← Field Notes

The Slab AST — One Word Per Node Reference, Zero Bytes of Header

Tungsten's compiler is written in Tungsten, and for most of its life its AST was the obvious thing for a dynamic self-hosted language: a hash per node, {node: :call, name: "puts", args: [...]}, heap-allocated, pointer-chased, garbage. The slab-AST migration replaced that with an arena-and-handle design in the same weight class as the most aggressively data-oriented compiler frontends shipping today (Zig's stage2, Carbon's toolchain) — while keeping every node a first-class value the self-hosted compiler can pass through its own arrays, hashes, and closures.
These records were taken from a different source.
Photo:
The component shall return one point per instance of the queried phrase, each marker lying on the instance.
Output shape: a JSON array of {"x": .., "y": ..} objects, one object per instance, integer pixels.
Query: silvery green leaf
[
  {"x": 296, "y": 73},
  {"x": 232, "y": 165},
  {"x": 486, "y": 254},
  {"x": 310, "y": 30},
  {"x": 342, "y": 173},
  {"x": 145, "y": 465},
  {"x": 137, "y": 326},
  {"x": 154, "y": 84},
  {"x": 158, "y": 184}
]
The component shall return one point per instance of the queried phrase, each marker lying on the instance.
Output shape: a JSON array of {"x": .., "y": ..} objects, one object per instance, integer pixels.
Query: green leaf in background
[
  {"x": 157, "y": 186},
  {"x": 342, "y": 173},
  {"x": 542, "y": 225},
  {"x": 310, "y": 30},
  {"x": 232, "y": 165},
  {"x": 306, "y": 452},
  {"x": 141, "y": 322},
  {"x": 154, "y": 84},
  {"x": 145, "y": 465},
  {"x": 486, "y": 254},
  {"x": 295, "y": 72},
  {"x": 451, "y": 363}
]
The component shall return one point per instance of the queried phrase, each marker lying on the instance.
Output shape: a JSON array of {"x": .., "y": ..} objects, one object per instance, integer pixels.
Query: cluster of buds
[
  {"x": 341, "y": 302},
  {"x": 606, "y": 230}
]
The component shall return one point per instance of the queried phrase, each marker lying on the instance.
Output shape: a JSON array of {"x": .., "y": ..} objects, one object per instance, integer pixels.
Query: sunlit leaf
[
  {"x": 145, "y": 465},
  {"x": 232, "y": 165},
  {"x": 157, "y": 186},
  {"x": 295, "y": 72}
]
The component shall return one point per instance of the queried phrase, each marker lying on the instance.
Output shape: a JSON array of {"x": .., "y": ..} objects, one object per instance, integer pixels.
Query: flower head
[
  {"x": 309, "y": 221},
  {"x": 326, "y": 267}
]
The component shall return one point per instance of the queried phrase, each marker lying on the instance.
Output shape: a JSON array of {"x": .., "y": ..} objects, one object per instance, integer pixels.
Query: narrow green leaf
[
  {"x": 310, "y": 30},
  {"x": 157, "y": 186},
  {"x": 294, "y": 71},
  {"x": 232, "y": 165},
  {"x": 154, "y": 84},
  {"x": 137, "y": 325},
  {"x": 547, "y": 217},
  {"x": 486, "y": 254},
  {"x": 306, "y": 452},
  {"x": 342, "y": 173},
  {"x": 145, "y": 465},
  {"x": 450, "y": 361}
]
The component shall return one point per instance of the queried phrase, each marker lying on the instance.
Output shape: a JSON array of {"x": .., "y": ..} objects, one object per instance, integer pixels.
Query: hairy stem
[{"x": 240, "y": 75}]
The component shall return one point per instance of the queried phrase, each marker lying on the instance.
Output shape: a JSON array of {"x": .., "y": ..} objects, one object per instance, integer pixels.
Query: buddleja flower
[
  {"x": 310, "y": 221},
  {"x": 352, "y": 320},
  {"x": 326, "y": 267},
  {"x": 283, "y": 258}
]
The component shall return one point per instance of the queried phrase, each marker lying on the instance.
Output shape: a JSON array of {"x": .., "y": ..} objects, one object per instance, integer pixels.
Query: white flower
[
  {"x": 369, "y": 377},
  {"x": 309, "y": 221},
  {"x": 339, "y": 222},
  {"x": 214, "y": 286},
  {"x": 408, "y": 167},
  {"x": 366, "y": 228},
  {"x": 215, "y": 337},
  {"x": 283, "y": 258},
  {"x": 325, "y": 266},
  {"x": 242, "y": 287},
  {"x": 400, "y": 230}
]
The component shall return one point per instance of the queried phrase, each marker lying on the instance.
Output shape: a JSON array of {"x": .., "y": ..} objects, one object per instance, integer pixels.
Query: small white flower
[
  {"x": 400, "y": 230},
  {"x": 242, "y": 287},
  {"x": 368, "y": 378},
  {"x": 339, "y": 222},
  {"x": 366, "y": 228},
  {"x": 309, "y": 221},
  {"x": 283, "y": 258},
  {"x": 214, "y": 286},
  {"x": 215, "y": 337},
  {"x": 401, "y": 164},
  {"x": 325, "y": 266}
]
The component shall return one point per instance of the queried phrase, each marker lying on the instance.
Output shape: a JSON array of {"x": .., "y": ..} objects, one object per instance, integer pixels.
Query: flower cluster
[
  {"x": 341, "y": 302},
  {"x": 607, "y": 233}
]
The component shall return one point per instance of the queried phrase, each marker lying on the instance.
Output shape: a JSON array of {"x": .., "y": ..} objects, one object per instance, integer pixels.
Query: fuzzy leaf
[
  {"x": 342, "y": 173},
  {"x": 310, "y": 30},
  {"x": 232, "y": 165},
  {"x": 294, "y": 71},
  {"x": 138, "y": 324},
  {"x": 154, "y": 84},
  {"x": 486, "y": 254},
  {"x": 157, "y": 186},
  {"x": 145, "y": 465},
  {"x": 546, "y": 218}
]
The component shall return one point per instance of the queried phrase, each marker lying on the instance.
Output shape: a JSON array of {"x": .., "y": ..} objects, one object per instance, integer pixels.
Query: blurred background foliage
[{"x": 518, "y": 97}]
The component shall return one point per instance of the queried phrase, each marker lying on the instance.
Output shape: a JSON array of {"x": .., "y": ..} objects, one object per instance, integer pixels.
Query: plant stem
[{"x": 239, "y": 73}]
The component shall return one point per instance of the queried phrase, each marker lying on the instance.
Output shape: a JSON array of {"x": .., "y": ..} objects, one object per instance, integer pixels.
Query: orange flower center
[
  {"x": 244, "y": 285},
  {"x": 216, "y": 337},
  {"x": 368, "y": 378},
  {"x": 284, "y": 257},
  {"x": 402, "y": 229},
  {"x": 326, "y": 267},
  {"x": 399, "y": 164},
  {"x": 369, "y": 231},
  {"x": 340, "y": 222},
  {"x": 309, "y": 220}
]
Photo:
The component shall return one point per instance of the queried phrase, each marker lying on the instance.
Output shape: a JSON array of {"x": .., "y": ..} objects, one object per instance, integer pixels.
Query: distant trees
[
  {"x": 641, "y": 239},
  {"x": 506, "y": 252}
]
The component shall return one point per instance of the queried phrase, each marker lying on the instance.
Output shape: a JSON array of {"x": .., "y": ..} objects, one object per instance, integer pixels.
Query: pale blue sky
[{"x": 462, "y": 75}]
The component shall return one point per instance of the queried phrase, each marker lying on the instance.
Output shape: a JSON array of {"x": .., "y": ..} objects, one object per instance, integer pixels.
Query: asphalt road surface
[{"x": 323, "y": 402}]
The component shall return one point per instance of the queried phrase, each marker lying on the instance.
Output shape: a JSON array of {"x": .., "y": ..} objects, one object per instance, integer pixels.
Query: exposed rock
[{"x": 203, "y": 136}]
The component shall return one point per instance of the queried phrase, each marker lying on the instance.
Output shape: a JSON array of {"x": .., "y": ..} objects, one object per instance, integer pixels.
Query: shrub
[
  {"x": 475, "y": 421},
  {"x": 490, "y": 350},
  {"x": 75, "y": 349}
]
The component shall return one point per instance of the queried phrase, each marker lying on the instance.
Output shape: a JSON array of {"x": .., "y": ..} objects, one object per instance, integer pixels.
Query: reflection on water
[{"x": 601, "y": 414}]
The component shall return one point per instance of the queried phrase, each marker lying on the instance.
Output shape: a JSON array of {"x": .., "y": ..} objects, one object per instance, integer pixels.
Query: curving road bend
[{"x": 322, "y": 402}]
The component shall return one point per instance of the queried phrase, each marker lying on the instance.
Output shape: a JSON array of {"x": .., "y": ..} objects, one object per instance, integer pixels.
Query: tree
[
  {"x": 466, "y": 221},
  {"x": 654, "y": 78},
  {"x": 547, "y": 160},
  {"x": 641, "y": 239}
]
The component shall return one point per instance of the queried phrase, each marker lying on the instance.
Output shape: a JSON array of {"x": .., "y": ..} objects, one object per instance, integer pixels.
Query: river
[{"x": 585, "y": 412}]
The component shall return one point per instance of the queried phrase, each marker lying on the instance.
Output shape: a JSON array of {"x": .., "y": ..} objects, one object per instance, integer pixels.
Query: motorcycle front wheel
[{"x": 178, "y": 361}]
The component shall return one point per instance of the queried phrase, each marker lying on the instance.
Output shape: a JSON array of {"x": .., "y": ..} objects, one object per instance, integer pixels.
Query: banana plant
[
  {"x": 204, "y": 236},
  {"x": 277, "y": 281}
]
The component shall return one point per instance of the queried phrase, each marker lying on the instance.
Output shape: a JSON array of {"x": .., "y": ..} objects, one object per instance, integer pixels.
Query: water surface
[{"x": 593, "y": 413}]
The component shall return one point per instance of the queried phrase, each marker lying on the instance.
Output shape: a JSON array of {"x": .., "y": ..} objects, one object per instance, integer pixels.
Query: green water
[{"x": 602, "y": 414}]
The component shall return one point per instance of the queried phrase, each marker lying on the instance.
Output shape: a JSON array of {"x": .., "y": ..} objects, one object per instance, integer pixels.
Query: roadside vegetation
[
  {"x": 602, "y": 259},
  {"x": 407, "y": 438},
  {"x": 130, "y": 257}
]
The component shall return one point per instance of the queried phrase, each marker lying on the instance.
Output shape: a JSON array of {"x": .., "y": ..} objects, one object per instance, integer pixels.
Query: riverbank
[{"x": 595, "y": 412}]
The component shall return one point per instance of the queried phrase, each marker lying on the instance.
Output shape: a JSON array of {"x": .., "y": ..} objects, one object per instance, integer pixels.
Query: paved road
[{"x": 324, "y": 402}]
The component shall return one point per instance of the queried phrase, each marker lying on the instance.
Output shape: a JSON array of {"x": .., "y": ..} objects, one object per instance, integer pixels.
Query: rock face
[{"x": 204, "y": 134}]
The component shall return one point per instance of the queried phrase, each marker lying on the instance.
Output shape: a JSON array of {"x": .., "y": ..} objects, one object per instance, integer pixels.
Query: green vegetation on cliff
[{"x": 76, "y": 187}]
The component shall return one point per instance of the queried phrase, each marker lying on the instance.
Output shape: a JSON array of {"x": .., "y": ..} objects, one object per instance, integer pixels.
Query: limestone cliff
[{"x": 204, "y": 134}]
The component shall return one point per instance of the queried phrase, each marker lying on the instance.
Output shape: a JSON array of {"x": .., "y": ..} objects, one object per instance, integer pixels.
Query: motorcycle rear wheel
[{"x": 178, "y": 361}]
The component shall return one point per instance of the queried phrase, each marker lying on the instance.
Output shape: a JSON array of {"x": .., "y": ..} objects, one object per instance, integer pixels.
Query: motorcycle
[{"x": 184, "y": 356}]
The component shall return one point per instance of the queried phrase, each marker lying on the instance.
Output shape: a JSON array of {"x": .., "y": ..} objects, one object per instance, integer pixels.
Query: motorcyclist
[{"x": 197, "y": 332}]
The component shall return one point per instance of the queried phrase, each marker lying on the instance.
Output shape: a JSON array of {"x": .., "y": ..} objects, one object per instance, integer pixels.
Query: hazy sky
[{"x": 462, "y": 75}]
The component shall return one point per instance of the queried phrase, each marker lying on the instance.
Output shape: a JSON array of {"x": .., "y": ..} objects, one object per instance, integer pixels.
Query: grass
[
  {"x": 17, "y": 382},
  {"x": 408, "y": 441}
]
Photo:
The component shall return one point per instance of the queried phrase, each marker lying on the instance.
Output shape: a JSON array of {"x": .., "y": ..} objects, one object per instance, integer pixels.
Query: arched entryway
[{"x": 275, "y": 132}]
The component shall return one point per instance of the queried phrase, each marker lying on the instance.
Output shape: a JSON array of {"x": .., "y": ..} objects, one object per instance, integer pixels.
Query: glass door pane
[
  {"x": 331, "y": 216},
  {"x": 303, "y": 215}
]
This article documents the design as it stands, the numbers behind each decision, and how it compares to other production compilers.

The handle: a NaN-boxed word with the kind inside

A node reference is a single 64-bit WValue — a NaN-boxed packed value (subtype W_PACKED_NODE) whose 45-bit payload is:

 44 43───────36 35──34 33──32 31───────────────────────0
┌──┬───────────┬──────┬──────┬─────────────────────────┐
│ 0│   kind    │sclass│ rsvd │         offset          │
│  │  (8 bit)  │(2bit)│(2bit)│    (32 bit, in nodes)   │
└──┴───────────┴──────┴──────┴─────────────────────────┘
  └ prefix bit: 1 = compact tier (5-bit kind, 39-bit payload)

Two properties fall out of this that no pointer-based AST gets:

Kind dispatch never touches memory. case node.kind masks bits already in a register. Clang loads a kind field (often behind a vptr), Zig and Carbon load a tag from a side array; Tungsten's kind check is free. Combined with interned-symbol case dispatch compiling to a real LLVM switch i64, the compiler's per-node dispatch is a jump table on register bits.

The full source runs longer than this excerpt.